Por su parte, Polonia sí que amenaza con bloquear el acuerdo pero por razones distintas. Considera excesivamente ambicioso el recorte de emisiones del 40% y alega que tendrá un fuerte impacto sobre el crecimiento económico debido a su dependencia del carbón, una de las fuentes energéticas más contaminantes. Y exige como contrapartida a su visto bueno una compensación económica de la UE.
De hecho, el borrador de conclusiones prevé crear un fondo, que se financiará con entre el 1% y el 2% de los ingresos generados por las subastas de permisos de emisión, que se utilizará para modernizar los sistemas energéticos en los Estados miembros más pobres.
TRABAS DE REINO UNIDO
Otro país que podría plantear problemas en las negociaciones es Reino Unido, que apoya el recorte del 40% en las emisiones de CO2, pero no quiere que se fijen metas nacionales de renovables ni de ahorro energético. Sostiene que cada Estado miembro debe tener flexibilidad para optar por su propia combinación energética, dando prioridad por ejemplo a la energía nuclear o al gas no convencional.

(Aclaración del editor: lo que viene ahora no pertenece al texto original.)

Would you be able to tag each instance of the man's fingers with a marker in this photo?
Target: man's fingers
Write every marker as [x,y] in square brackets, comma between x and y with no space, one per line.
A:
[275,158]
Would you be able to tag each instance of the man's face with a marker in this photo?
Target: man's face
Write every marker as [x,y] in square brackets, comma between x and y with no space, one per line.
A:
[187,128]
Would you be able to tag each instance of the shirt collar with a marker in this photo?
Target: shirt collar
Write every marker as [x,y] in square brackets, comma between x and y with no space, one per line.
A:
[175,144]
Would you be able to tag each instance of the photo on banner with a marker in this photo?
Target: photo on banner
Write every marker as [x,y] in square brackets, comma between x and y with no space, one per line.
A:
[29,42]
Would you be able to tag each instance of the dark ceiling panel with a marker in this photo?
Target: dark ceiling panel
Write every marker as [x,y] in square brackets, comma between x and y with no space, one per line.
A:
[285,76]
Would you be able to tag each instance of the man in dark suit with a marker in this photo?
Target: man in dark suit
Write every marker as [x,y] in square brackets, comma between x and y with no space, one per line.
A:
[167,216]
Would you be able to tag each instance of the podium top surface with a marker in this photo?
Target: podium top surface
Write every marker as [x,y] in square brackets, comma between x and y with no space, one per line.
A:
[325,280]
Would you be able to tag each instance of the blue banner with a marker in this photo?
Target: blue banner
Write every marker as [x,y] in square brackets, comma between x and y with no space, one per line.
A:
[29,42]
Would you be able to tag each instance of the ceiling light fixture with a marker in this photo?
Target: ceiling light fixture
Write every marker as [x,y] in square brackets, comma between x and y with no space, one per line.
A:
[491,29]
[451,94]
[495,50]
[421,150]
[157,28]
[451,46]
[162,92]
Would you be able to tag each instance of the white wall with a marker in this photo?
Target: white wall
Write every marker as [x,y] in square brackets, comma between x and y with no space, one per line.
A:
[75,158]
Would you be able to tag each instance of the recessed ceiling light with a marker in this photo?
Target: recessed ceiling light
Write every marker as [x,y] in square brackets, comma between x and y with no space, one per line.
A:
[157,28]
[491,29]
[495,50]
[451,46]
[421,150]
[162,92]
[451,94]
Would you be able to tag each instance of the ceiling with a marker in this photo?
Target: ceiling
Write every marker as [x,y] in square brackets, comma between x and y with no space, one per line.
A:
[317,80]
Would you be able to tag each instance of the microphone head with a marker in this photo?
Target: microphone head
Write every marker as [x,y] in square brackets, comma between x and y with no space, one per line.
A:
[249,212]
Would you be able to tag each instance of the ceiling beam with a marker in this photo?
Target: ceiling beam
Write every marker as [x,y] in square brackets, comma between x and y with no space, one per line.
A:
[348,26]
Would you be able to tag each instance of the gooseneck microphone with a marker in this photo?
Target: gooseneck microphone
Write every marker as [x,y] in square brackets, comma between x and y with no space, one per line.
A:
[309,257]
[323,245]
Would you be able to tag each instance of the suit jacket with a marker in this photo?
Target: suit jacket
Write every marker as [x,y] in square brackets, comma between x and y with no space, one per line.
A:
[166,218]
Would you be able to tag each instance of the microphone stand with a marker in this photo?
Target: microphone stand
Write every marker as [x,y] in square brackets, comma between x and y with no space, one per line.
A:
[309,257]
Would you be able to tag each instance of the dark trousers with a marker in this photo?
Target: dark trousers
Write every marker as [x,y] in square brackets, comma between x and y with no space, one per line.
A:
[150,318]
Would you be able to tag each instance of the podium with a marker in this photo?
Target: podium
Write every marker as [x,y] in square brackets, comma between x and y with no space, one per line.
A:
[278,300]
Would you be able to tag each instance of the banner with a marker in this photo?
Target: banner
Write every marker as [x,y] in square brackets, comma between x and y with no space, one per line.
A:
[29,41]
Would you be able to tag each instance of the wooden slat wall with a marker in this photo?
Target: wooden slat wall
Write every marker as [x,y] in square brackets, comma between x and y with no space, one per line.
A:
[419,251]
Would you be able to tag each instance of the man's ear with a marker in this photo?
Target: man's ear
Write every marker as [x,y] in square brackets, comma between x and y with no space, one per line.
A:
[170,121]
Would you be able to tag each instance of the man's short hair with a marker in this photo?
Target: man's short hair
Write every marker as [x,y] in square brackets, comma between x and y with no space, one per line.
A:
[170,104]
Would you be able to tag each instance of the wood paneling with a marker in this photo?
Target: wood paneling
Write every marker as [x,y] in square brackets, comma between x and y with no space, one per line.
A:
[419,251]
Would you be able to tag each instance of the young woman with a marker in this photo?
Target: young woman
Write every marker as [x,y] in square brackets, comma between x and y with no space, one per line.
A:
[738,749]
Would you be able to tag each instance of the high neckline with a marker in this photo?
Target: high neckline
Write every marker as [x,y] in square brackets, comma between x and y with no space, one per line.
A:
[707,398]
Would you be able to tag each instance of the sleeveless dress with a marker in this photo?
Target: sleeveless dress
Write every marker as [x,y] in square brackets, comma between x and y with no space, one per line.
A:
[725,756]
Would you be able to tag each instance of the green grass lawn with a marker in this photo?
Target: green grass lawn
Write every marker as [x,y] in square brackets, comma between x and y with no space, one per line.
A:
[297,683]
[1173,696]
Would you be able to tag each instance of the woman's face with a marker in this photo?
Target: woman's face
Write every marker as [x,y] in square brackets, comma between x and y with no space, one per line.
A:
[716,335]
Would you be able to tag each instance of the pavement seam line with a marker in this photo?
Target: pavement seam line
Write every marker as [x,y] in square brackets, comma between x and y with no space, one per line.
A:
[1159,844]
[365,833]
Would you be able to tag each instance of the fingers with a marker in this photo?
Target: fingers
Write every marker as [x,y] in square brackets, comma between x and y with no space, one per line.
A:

El último borrador de conclusiones prevé una cuota obligatoria de renovables del 27% a nivel de la UE, pero sin metas nacionales. Asimismo, incluye un objetivo indicativo, y por tanto no vinculante, de eficiencia energética del 30%. Las organizaciones ecologistas alertan de que estos objetivos son insuficientes para frenar el cambio climático, mientras que para la patronal podría ponerse en riesgo la competitividad de las empresas comunitarias frente a las del resto del mundo.
AUMENTAR LOS ESFUERZOS CONTRA EL ÉBOLA
Los líderes europeos discutirán también durante la cena del jueves cómo combatir la epidemia del ébola en los países del África Occidental y lanzarán un nuevo llamamiento para aumentar la asistencia financiera y el despliegue de personal médico. La asistencia de la UE supera hasta ahora los 500 millones de euros, pero el primer ministro británico, David Cameron, ha pedido duplicarla hasta alcanzar los 1.000 millones y enviar al menos a 2.000 trabajadores sanitarios en las próximas semanas.
Los jefes de Estado y de Gobierno se comprometerán a garantizar un tratamiento adecuado y la evacuación a estos trabajadores si se contagian. También pedirán seguir trabajando en medidas para prevenir la extensión del ébola en Europa, en particular mediante controles coordinados de entrada.
Los Veintiocho abordarán también la situación en Ucrania, aunque de momento, ningún Estado miembro aboga por eliminar las sanciones contra Rusia por desestabilizar el este del país, ni tampoco por aumentarlas.
El Consejo Europeo concluirá el viernes por la mañana con una discusión sobre la "difícil situación económica y del empleo en Europa", según explica el presidente del Consejo Europeo, Herman Van Rompuy, en su carta de invitación a los líderes. Estará presente el presidente del Banco Central Europeo (BCE), Mario Draghi, que también participará en la cumbre de la zona euro que tendrá lugar inmediatamente después, el viernes a mediodía.
Será la última reunión en la que participen los presidentes salientes de la Comisión, José Manuel Durao Barroso, y del Consejo Europeo, Herman Van Rompuy.